金谷範子展によせて
藤由暁男[福島学院大学教授]

久しぶりにすっきりとした、しかし緊張を求められる展
覧会に出会った。空間構成はさすがで、作家以上に作品
が語りかけてきた。作品はこうあるべきなのだと納得さ
せられる。
白地のフェルトキャンバスに「金谷ブルー」がしみ込ん
で行く。その上に白や金色に輝く線、それは時間を走る
ストロークとなって、飛び出してくる。1メートル幅で
3メートル以上の長さのフェルトが2枚ないし3枚並列
に配置される。それは床から壁に立ち上がるかのように
のび、堅牢な画面はスポットの光をストレートに反射し
ている。
しかしこの作品にはさらなる演出が加えられていた。背
景にある壁の一部が外され、キャンバスの裏側にやわら
かな自然光があたる。その光はキャンバスを透過して色
の持つ特質を押し出してくる。眼前には平面絵画であり
ながら、3D絵画が誕生した瞬間であった。
近年はシリーズ「OverTheGarden」と呼ば
れるように、自宅の庭で制作し、額縁を飛び出した大型
絵画が中心である。その大きな作品は、その大きさ故に
いかに密度の濃い作品に仕上げるかが勝負である。
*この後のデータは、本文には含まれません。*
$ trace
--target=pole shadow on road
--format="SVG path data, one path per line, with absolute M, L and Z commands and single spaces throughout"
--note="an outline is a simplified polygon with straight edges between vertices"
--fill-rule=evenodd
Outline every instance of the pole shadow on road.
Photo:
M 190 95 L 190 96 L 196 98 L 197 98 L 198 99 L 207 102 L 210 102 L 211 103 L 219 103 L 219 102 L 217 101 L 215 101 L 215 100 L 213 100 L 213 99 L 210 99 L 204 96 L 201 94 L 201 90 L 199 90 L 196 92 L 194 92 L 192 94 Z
その
為の工夫が面白い。
ある時は自身の饒舌さ以上に、支持体のキャンバスに語
らせる。今回のような樹脂系の不織布であるフェルトで
あったり、荒い布目の麻キャンに確かな支持体を託す。
その上に油絵の具の不自由さを避け、アクリル系絵の具
や塗料といった自由に取り扱うことの出来る素材が縦横
無尽に走り、作家の意図をも超えて濃密な世界を醸し出
す、その絵作りは「瞬間」の勝負となる。とは言ってみ
たが、それは「計算」し尽くされた作家の仕掛けなので
あろう。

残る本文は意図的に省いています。